A compound library consisting of 156 compounds was automatically tuned by flow injection using the MassLynx application manager, QuanOptimize. Following MRM tuning, the compounds were screened using a short chromatographic gradient with data collected in positive as well as negative ionization modes of ESI and UniSpray. The data were processed in TargetLynx using minimal smoothing. Over 70% of the compounds had greater or comparable peak area response in USI compared to ESI (defined as the ratio of USI to ESI response above 1.0) and are summarized in Figure 2. Plots of USI/ESI response with respect to such chemical properties as pKa and LogP showed no discernible trend (Figure 3). This, with the correlation results in Figure 3C, suggests UniSpray ionization is not discriminatory and behaves similarly to ESI for the compounds in the conditions tested. To test ionization efficiency at lower concentration levels, samples were further diluted to 0.1 nM. Figure 4 shows two examples, amantadine and amlodipine, where increased ionization was observed in Unispray ionization relative to ESI. It is believed that the combination of the droplet size after impact on the pin as well as the Coănda effect and other contributions that help to enhance desolvation aid in the increased ionization and sampling efficiency of UniSpray ionization. For a more detailed discussion, please visit www.waters.com/unispraymechanisms.

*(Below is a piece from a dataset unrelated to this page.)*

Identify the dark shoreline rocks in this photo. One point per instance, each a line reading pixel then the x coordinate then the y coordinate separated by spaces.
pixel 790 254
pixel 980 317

Figure 2. Chromatographic peak area ratios USI/ESI showing UniSpray ionization response compared to electrospray.
Figure 3. Plots of USI and ESI chromatographic peak area ratio with respect to pKa (A) and LogP.(B) as well as USI area vs. ESI area (C).
Figure 4. Ionization of amantadine and amlodipine at 0.1 nM comparing ESI (top trace) and USI (bottom trace) in solvent.

To test the robustness of UniSpray ionization for matrix samples, a subset of compounds from the library were spiked into acetonitrile-precipitated human serum. Five vials, each with a different set of compounds, were injected in sequence onto the chromatographic column. Peak areas for injections 6–1800 are plotted and then summarized in Figures 5 and 6 representing nearly six days of continuous operation. The RSD for the 37 compounds tested ranged from 1.9–16. Higher RSD was observed for compounds that were at the lower end of detection.

Figure 5. Summary of compounds tested for robustness in human serum up to 1800 injections.
Figure 6. Representative human serum robustness results for amiloride (top), verapamil (middle), and gabapentin (bottom); Every 5th injection is plotted.

Conclusion

UniSpray is an ionization technique that produces results that are qualitatively similar to those of electrospray, however, increased desolvation and subsequent sampling of ions in the source enhanced the signal of the majority of the compounds in this study. The chromatographic peak area ratio of Unispray ionization to ESI ranged from 0.3 to 11.4 and was an overall average of 2.1 times greater in UniSpray for the 156 compounds tested. Finally, system robustness in human serum was tested over six days of continuous operation with peak area RSDs ranging from 1.9–16%.

References

  1. Lubin A, Bajic S, Cabooter D, Augustijns P, Cuyckens F. Atmospheric Pressure Ionization Using a High Voltage Target Compared to Electrospray Ionization. J Am Soc Mass Spectrom. 2017;28(2):286-93.